Compliance with proper equipment guarding

Tina Grady Barbaccia

December 4, 2012

The Mine Safety and Health Administration develops a guide to help producers abide by industry rules and protect against guarding-related violations.

The Mine Safety and Health Administration (MSHA) rolled out a new compliance assistance resource on Oct. 4 to address one of the most commonly cited violations in the metal and non-metal mining industry: improperly guarded machinery.

Guarding Machinery at Metal & Non-metal Mines is a sequel to a compliance guide for guarding conveyor belts published in 2010. Guarding-related violations peaked at 10,877 that year and accounted for one of every seven violations cited, according to MSHA.

“I believe the actions we are taking at MSHA and by many in the industry are moving safety and health in in the right direction,” said Assistant Secretary of Labor for Mine Safety and Health Joseph A. Main in remarks to aggregates producers this summer.

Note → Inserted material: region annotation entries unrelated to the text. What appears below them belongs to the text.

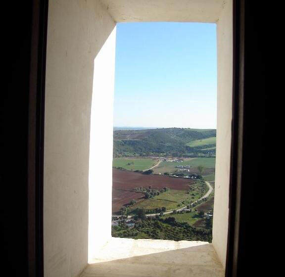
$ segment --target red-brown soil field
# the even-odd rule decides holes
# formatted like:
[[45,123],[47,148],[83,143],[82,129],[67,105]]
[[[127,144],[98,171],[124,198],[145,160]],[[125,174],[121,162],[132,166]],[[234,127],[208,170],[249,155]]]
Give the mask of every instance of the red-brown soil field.
[[113,169],[113,188],[132,189],[136,187],[147,187],[151,185],[154,189],[165,186],[172,189],[187,190],[194,181],[187,178],[176,178],[163,175],[146,175],[137,172]]
[[112,191],[112,212],[117,212],[133,199],[137,202],[143,200],[144,193],[113,189]]
[[135,187],[151,185],[154,189],[161,189],[165,186],[170,189],[187,190],[194,181],[186,178],[176,178],[163,175],[144,175],[141,173],[113,169],[113,190],[112,211],[118,211],[123,205],[132,199],[143,200],[142,193],[120,190],[133,189]]

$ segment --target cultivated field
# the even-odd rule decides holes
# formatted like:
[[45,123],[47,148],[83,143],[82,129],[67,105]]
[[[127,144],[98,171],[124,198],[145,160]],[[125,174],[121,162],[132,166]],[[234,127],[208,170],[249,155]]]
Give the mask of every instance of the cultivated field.
[[207,138],[202,139],[197,139],[188,142],[186,145],[190,147],[202,146],[203,145],[208,145],[216,144],[216,137]]
[[176,166],[178,165],[189,165],[190,167],[202,166],[204,167],[215,167],[215,158],[189,158],[184,159],[182,163],[177,162],[162,162],[160,165],[166,166]]
[[144,193],[113,189],[112,191],[112,212],[118,211],[124,205],[132,200],[143,200]]
[[[192,193],[194,195],[192,195]],[[141,207],[145,210],[151,210],[160,207],[165,207],[167,210],[173,210],[178,209],[181,205],[186,205],[186,204],[182,204],[182,202],[188,200],[191,202],[194,202],[201,196],[201,194],[197,191],[191,192],[190,194],[187,193],[185,190],[170,189],[153,198],[145,199],[143,201],[136,203],[132,206],[131,209]]]
[[215,181],[215,174],[209,174],[208,175],[205,175],[203,176],[203,179],[205,181],[212,182]]
[[197,212],[191,212],[183,214],[171,214],[163,216],[162,218],[165,219],[168,217],[174,217],[178,222],[187,222],[190,225],[192,225],[201,219]]
[[[190,166],[189,173],[190,174],[200,174],[200,171],[197,167],[201,166],[204,167],[202,172],[203,175],[208,175],[215,173],[215,158],[187,158],[184,159],[182,163],[176,162],[162,162],[157,167],[153,169],[154,173],[158,174],[163,174],[165,172],[173,173],[178,171],[178,166]],[[208,181],[208,180],[206,180]],[[209,180],[210,181],[210,180]],[[213,180],[211,180],[213,181]]]
[[[137,202],[131,207],[151,210],[165,207],[167,210],[177,209],[199,199],[204,194],[197,181],[185,178],[176,178],[162,175],[144,175],[126,170],[113,170],[112,212],[118,212],[122,207],[134,199]],[[144,199],[142,192],[130,191],[135,187],[151,186],[153,189],[164,187],[169,190],[153,198]],[[187,191],[191,188],[190,193]]]
[[157,163],[155,159],[143,158],[114,158],[113,159],[113,166],[122,167],[127,170],[145,170],[150,168]]
[[136,187],[161,189],[167,186],[171,189],[187,190],[194,181],[191,180],[168,177],[162,175],[144,175],[137,172],[113,169],[113,188],[132,189]]

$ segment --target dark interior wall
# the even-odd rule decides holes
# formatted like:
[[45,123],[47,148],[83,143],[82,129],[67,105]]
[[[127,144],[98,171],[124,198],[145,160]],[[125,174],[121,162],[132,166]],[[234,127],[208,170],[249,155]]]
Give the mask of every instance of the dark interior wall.
[[[235,0],[234,100],[228,276],[257,276],[270,265],[273,228],[266,199],[272,194],[272,122],[269,42],[272,29],[259,20],[268,6]],[[272,85],[272,83],[271,83]],[[268,198],[267,197],[269,196]],[[270,200],[269,200],[270,201]],[[268,259],[264,263],[264,258]]]
[[[242,119],[242,128],[239,129],[238,125],[235,125],[234,123],[236,138],[239,136],[236,145],[241,143],[241,148],[239,154],[237,151],[234,152],[236,156],[234,156],[237,159],[239,155],[239,161],[237,162],[236,160],[234,164],[239,167],[239,171],[233,173],[236,179],[233,179],[234,183],[238,183],[239,186],[234,187],[232,194],[231,203],[235,209],[231,212],[231,236],[229,239],[231,248],[229,248],[231,255],[228,260],[228,276],[257,276],[257,272],[263,270],[265,266],[261,264],[262,259],[256,259],[265,253],[261,242],[264,239],[272,238],[267,232],[266,234],[263,231],[264,226],[258,220],[259,213],[264,212],[263,206],[260,206],[264,191],[256,189],[256,187],[258,186],[263,188],[266,184],[257,180],[256,175],[253,174],[259,172],[262,174],[270,171],[268,163],[264,162],[266,155],[264,141],[269,139],[266,128],[270,125],[268,116],[271,106],[269,97],[271,96],[272,100],[273,94],[268,86],[271,69],[265,65],[270,58],[267,54],[268,50],[265,47],[264,37],[265,34],[271,37],[272,30],[267,24],[257,24],[260,22],[260,15],[265,11],[261,4],[257,5],[256,2],[242,0],[235,2],[237,8],[235,11],[236,16],[239,16],[242,10],[244,12],[244,16],[239,17],[238,23],[239,27],[235,32],[237,36],[243,36],[244,59],[243,79],[240,80],[240,71],[236,76],[238,82],[240,81],[238,85],[236,84],[236,89],[241,88],[243,94],[242,98],[239,98],[240,94],[238,93],[236,95],[236,100],[240,101],[235,116],[236,119],[239,117],[239,120]],[[38,6],[41,19],[37,23],[39,31],[35,33],[34,29],[33,33],[32,26],[36,13],[33,13],[33,10],[39,3],[41,4]],[[3,233],[1,238],[5,246],[2,248],[5,260],[4,265],[13,276],[40,277],[43,271],[43,233],[41,227],[42,141],[39,134],[42,128],[40,107],[43,99],[39,98],[39,94],[36,93],[33,96],[33,105],[29,105],[29,102],[31,75],[37,75],[33,80],[37,84],[36,91],[40,96],[43,92],[42,77],[44,72],[41,68],[42,69],[44,65],[45,51],[40,51],[36,56],[34,55],[34,61],[37,59],[40,64],[36,71],[33,68],[34,72],[31,72],[31,61],[33,56],[31,53],[35,53],[35,48],[33,47],[35,42],[41,41],[42,44],[40,43],[36,49],[45,48],[43,39],[45,37],[44,23],[47,16],[44,7],[47,3],[45,0],[27,0],[1,4],[2,13],[8,17],[2,22],[1,33],[2,44],[5,48],[2,54],[6,62],[1,64],[4,78],[0,101],[2,132],[0,182],[1,203],[3,204],[1,211],[1,231]],[[34,37],[32,41],[32,34],[34,36],[38,34],[38,38]],[[237,44],[240,42],[240,40],[236,41]],[[237,55],[236,63],[236,69],[238,70],[241,65],[239,62],[242,60],[240,46],[237,48],[239,54]],[[37,68],[40,68],[40,71]],[[34,118],[36,121],[31,121],[33,119],[31,108],[36,115]],[[32,130],[34,130],[34,135],[38,134],[33,137],[34,142],[29,136],[31,126],[33,126]],[[257,136],[262,139],[257,139]],[[33,154],[31,156],[33,147]],[[237,181],[238,177],[240,178]],[[29,187],[29,191],[28,180],[34,182],[29,183],[32,185]],[[31,191],[34,194],[31,194]],[[31,204],[30,201],[29,206],[28,199],[31,200],[31,198],[35,201]],[[235,202],[237,199],[240,201]]]
[[1,4],[6,15],[1,32],[1,250],[3,266],[13,276],[42,274],[40,130],[47,2]]

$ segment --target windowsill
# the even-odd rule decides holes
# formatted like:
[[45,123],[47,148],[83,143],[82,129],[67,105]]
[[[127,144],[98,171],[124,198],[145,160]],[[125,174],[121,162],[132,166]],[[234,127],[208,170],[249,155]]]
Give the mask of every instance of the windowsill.
[[81,277],[190,276],[224,276],[211,244],[112,237],[98,250]]

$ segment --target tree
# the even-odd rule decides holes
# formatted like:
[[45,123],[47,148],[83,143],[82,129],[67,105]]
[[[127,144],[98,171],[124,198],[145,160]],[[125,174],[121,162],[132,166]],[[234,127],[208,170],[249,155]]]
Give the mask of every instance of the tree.
[[145,171],[143,171],[142,172],[142,174],[145,174],[146,175],[149,175],[150,174],[152,174],[153,172],[153,170],[152,169],[148,169],[148,170],[146,170]]
[[201,210],[199,212],[199,215],[202,217],[203,216],[204,216],[204,214],[205,213],[205,212],[203,210]]
[[139,209],[137,210],[137,216],[138,218],[140,218],[142,220],[145,219],[146,216],[145,216],[144,209],[143,208],[139,208]]
[[137,203],[137,201],[135,199],[133,199],[130,202],[130,205],[135,205]]
[[202,165],[198,165],[197,167],[197,168],[198,169],[199,172],[200,172],[200,174],[201,175],[202,172],[203,172],[203,170],[204,170],[204,167]]

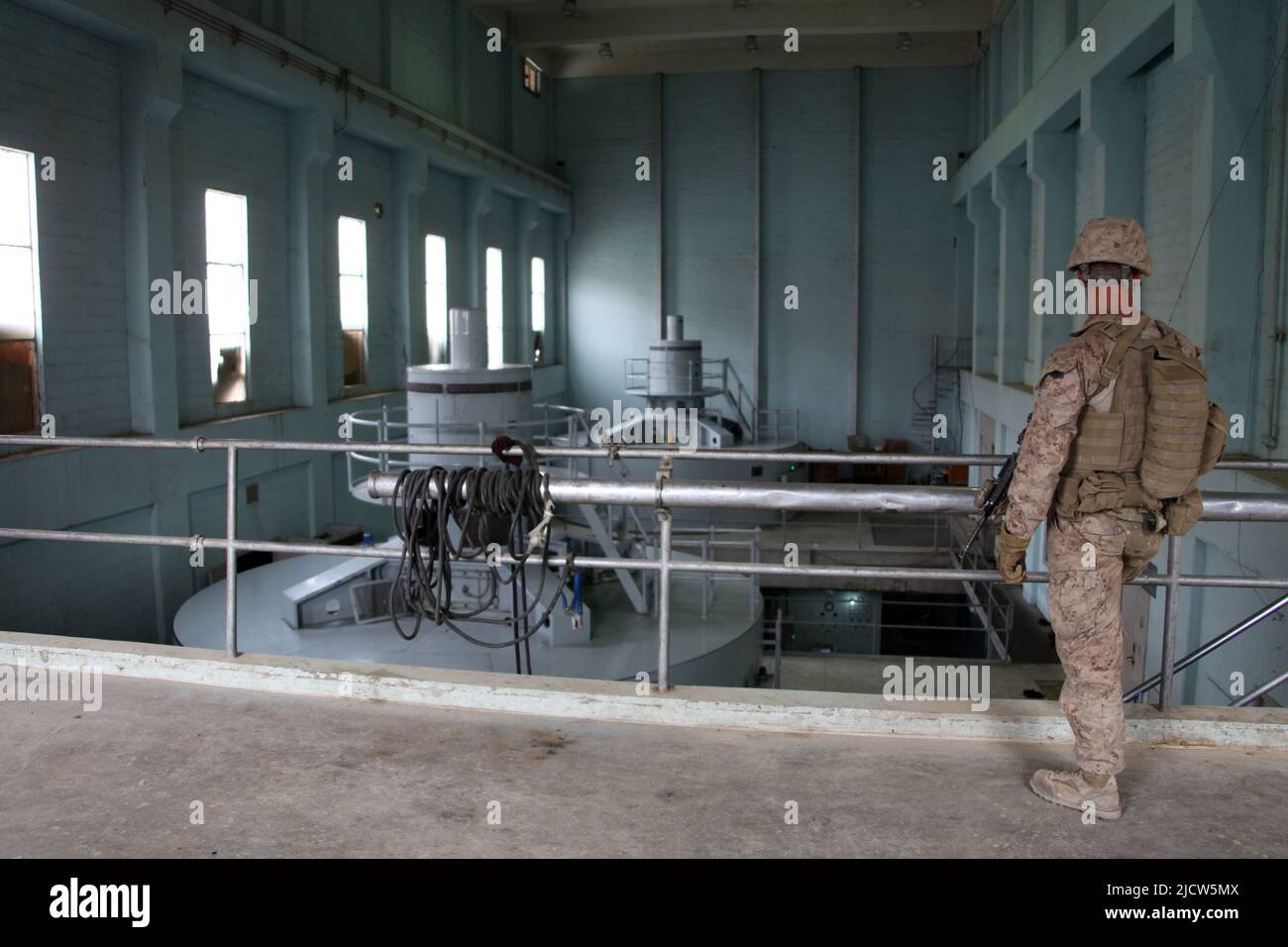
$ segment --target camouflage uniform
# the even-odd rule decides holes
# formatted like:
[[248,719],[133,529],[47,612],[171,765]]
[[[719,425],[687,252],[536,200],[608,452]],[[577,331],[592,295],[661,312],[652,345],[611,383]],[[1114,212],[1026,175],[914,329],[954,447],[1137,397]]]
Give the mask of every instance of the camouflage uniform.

Main says the purpose of the new guide, which is designed to improve mine safety, is threefold: to improve the mining industry’s understanding of good guarding principles; ensure the construction, installation, and maintenance of high-quality, effective guards; and improve compliance, inspection, and enforcement consistency.

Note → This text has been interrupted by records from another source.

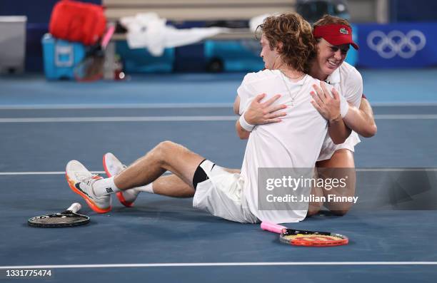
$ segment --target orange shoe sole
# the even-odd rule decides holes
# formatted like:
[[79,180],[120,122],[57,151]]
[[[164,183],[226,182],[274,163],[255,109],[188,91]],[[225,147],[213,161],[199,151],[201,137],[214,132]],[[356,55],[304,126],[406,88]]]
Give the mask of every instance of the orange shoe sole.
[[94,211],[95,211],[97,213],[106,213],[106,212],[109,212],[111,211],[111,210],[112,209],[111,206],[109,206],[109,207],[108,207],[108,208],[106,208],[105,210],[101,209],[101,208],[99,207],[97,205],[96,205],[96,204],[94,202],[93,202],[91,200],[89,200],[89,198],[88,198],[86,195],[85,195],[84,193],[83,193],[82,192],[79,190],[74,186],[74,184],[75,184],[74,181],[73,181],[72,180],[70,180],[70,178],[69,178],[69,175],[67,175],[66,172],[65,173],[65,177],[66,178],[67,182],[69,183],[69,186],[70,187],[70,189],[71,189],[73,190],[73,192],[76,192],[76,194],[78,194],[79,195],[82,197],[84,198],[84,200],[85,200],[85,201],[86,202],[88,205],[91,207],[91,210],[93,210]]

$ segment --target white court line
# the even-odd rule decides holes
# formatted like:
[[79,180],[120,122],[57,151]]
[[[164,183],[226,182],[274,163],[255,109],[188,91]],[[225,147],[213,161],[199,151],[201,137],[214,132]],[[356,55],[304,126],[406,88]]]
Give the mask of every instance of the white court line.
[[184,122],[236,120],[236,116],[143,116],[143,117],[54,117],[4,118],[0,123],[65,122]]
[[0,269],[56,269],[56,268],[109,268],[109,267],[241,267],[280,265],[437,265],[437,262],[194,262],[194,263],[131,263],[112,264],[65,265],[11,265],[0,266]]
[[[437,172],[437,168],[358,168],[356,172]],[[93,174],[104,174],[104,171],[91,171]],[[0,172],[0,176],[8,175],[64,175],[65,171],[47,171],[47,172]],[[166,171],[165,174],[171,174]]]
[[[11,104],[0,106],[1,110],[56,110],[56,109],[153,109],[153,108],[232,108],[232,103],[121,103],[121,104]],[[376,102],[374,107],[437,106],[437,102]]]
[[0,106],[1,110],[222,108],[233,103],[36,104]]
[[[375,115],[376,120],[435,120],[437,114]],[[236,115],[218,116],[142,116],[142,117],[52,117],[52,118],[4,118],[0,123],[69,123],[69,122],[186,122],[186,121],[234,121]]]
[[[105,171],[91,171],[92,174],[104,174]],[[0,175],[64,175],[65,171],[48,172],[0,172]]]

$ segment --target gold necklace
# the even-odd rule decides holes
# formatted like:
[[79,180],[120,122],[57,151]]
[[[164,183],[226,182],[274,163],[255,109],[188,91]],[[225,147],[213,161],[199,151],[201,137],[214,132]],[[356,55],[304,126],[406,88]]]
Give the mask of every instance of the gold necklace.
[[[281,72],[281,74],[282,76],[281,76],[281,78],[282,78],[282,81],[283,81],[283,84],[286,86],[286,88],[287,88],[287,91],[288,91],[288,95],[290,96],[290,98],[291,99],[291,107],[294,107],[294,101],[296,99],[296,97],[297,96],[297,95],[299,93],[298,91],[296,93],[296,94],[294,96],[291,95],[291,91],[290,91],[290,88],[288,88],[288,85],[287,84],[287,83],[285,81],[285,78],[283,77],[287,77],[288,78],[288,76],[287,76],[287,75],[286,75],[283,72],[283,71],[282,71],[281,69],[279,69],[279,71]],[[305,74],[302,74],[301,76],[299,76],[298,77],[296,78],[288,78],[290,79],[296,79],[296,78],[301,78],[303,76],[304,76]]]

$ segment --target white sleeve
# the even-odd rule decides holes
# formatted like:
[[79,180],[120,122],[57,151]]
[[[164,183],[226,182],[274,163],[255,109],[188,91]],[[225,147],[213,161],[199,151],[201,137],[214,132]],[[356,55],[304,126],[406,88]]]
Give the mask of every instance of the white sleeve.
[[[329,87],[326,88],[328,89],[328,91],[329,92],[329,95],[331,97],[333,97],[332,95],[332,91],[331,91],[333,86],[330,84],[328,84],[328,86],[329,86]],[[346,114],[348,113],[348,111],[349,110],[349,104],[348,103],[348,101],[346,100],[346,98],[341,95],[342,93],[341,93],[338,90],[337,90],[337,91],[338,92],[338,97],[340,98],[340,114],[341,115],[341,118],[344,118],[344,116],[346,115]]]
[[344,90],[342,93],[348,102],[356,107],[360,107],[363,96],[363,78],[355,68],[349,73],[344,82]]
[[237,89],[237,94],[240,97],[240,108],[238,110],[240,115],[242,115],[246,111],[246,109],[247,109],[255,98],[255,93],[253,91],[250,84],[248,83],[249,75],[251,74],[248,73],[246,75],[241,85]]
[[349,110],[349,103],[343,96],[338,96],[340,97],[340,114],[341,118],[344,118]]

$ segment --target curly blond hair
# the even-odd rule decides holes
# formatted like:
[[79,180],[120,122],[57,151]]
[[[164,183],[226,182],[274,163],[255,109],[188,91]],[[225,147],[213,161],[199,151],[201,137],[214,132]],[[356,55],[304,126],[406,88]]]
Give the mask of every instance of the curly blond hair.
[[282,43],[278,53],[288,66],[308,73],[308,61],[316,46],[311,26],[308,21],[298,14],[284,13],[266,18],[258,28],[268,40],[271,50]]

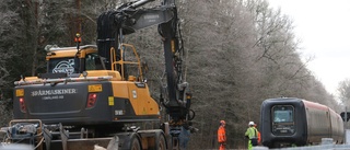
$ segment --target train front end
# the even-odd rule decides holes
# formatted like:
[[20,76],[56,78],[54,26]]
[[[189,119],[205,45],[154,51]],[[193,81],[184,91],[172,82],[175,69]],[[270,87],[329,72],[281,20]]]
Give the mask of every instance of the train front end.
[[260,132],[269,148],[305,145],[305,111],[300,99],[269,99],[261,104]]

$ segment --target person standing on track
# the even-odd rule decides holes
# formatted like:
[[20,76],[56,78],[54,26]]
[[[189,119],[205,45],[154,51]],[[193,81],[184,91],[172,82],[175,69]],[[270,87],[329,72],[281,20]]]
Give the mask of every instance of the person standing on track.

Guarding-related citations and orders issued through the third quarter of fiscal year 2012 are down 39 percent from 2010 level.

 — Mine Safety and Health Administration (MSHA)

According to Parts 56/57.14107 of 30 Code of Federal Regulations, moving machine parts must be guarded to protect individuals from contacting gears; sprockets; chains; drive, head, tail and take-up pulleys; flywheels; couplings; shafts; fan blades; and similar moving parts that can cause injury. Guards are not required when the exposed moving parts are at least 7 feet away from walking or working surfaces, according to MSHA.

Injuries related to equipment guarding typically occur because guards are missing or inadequately sized or positioned. They also may be due to miners handling or dropping heavy, unwieldy, and other poorly designed, constructed, or maintained guards, according to MSHA. The agency gives the example of lacerations or other injuries occurring because of a guard’s construction.

Source: Mine Safety and Health Administration

The new guide gives examples of good guarding practice and compliance information relating to all types of mining equipment, including drive and power transmission components; crushers and screens; rotating, packaging, and palletizing equipment; power tools; and auxiliary equipment.

The conveyor belt guarding guide was well received by the mining industry and has resulted in increased compliance and more consistent enforcement, MSHA says. Guarding-related citations and orders issued through the third quarter of fiscal year 2012 are down 39 percent from 2010 levels, according to MSHA. Both guides have the same format: a photo-illustrated PowerPoint presentation with detailed explanatory notes.

Equipment guarding standards are among the most frequently cited violations in metal/non-metal mines, Main says. The number of citations and orders issued for guarding violations dropped 26 percent from 2010 to 2011, according to MSHA. The percentage of citations and orders for guarding-related violations has decreased significantly between 2006 and 2011, with that trend continuing so far this year.

However, Main says that many issues remain and guard provision, placement, construction, and maintenance require regular attention.

“A recent review shows that overall compliance is improving at mines after receiving impact inspections,” Main said during his July address to aggregates producers. He noted that, since MSHA launched the program in September 2010, violations per inspection hour are down 13 percent after mines received an initial impact inspection; significant and substantial (S&S) violation rates are down 21 percent; 104(d) orders are down 43 percent; and the total lost-time injury rate is down 13 percent, according to MSHA.

“Unfortunately, there are still mines that haven’t gotten the message,” Main pointed out. “The egregious problems found during some of these impact inspections and the extreme measures MSHA had to take to find them — arriving off-shift and commandeering mine phones — validate the administration’s support of focused improvements to the Mine Act that will give MSHA the tools it needs to address chronic violators.”